My favourite book is "The Moonstone" by Wilkie Collins. I first read it as a 10-year-old girl in the USSR, in Russian, in an excellent translation by a rather dubious character - Marietta Shaginyan, an Armenian Communist with a penchant for pronouncing after the Kruschtev's "thaw" that Stalin's ideas on how rout the intelligentsia & freethinkers were the best in creating the Utopia of Marx & Engels, never mind the tens of millions of victims - starved in 3 famines in Ukraine, 2 in the Volga region, one in Kazakhstan; murdered in the Lyubanka cellars, sent to Siberia; deported nations of the Crimea, the Caucasus & the Volga region, and so it continues: the list, alas, is endless & it pains my heart to go on...
When first I came to England in 1995, the first thing I did was to go to the charity shops in the West London's suburbs, the leafy Ealing & to find a dog-eared preloved copy in English, with the annotations in the margins made previously by different contributors - some were in ink, some in ballpens of various colours. I have to say that deciphering & reading them gave me as much enjoyment & pleasure as reading the novel itself. I felt in tune with the mentality of the western readers, which was no surprise to me as my forefathers & foremothers were dissidents. To my surprise, the grammatical structure, the sentiment & the author'sunique voice were as I remembered them from my childhood in a Russian translation. The woman was a political dinosaur & an apologizer for Stalin's reign of terror but oh, could she translate!..
The storyline develops with each new narrator, like a new side of a polished diamond being exposed to our eye. The Moonstone is slowly rotating on a stand, presenting us with a clue, sometimes obscuring the truth, other time adding a new layer to the mystery - its disappearance during the night after it was given as a birthday present to a young girl, a daughter of a landed gentry family. We meet the estate owners; their factotum - a house steward; a mysterious female servant falling in a love with a beau of an heiress; two doctors: one is a local GP & the other is his assistant, a mongrel of sorts, from the very heart of the colonies of the far-spread British Empire. In the mix the author also threw a renowned philanthropist and leader of several Ladies' Charity Groups in London; Indian jugglers (who are in fact are brahmins of the highest cast); a detective from London; a family lawyer; a famous traveller to India; a seedy London moneylender; a street urchin, and a reclusive and dishonorable Army Officer who fought for the English army in India and stole the Moonstone diamond while he was there in 1799: we learn about it in the preface. He leaves the diamond to his niece in his will, in what was probably a malicious attempt to infect the family that shunned him as a black sheep & a man of bad repute, with its ill luck, thus getting his revenge on the relatives who had rejected him. And let me not forget a nephew, who is in love with the young girl, the editorial force behind the collected narratives of the novel—he has asked everyone to write what they know about the disappearance of the diamond, in the interests of clearing his own name.

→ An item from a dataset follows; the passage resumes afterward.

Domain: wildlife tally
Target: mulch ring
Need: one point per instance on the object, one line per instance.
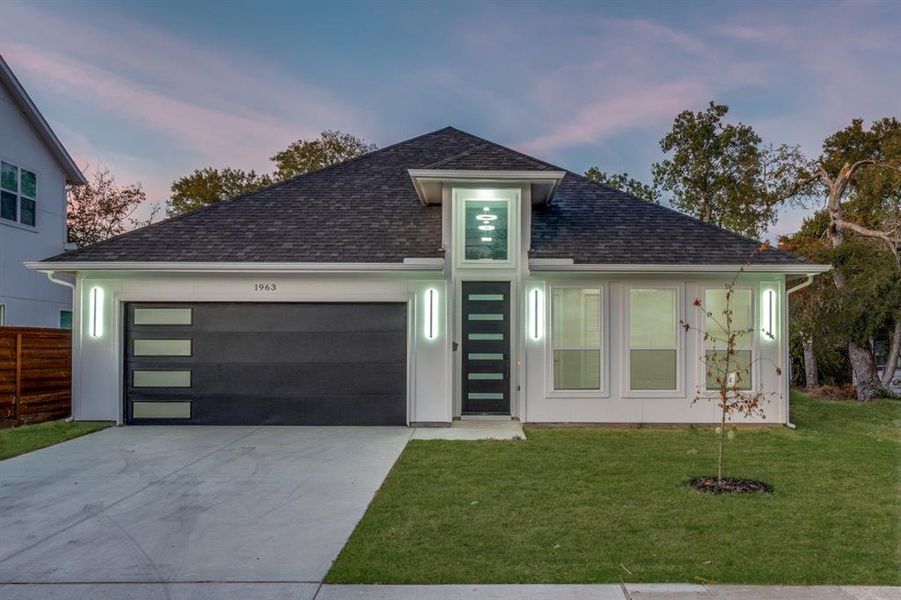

The finale is a masterpiece: I will not spoil it for you, my lips are sealed. I would imagine that there are still some books being delivered as we speak to the charity shops where you live. They need our help, so that they can help others - those in need of medical treatment, a bed in a hospice, cat and dog food for an animal rescue centre, a free food parcel, and a Christmas gift to a child in a detention centre for refugees like myself.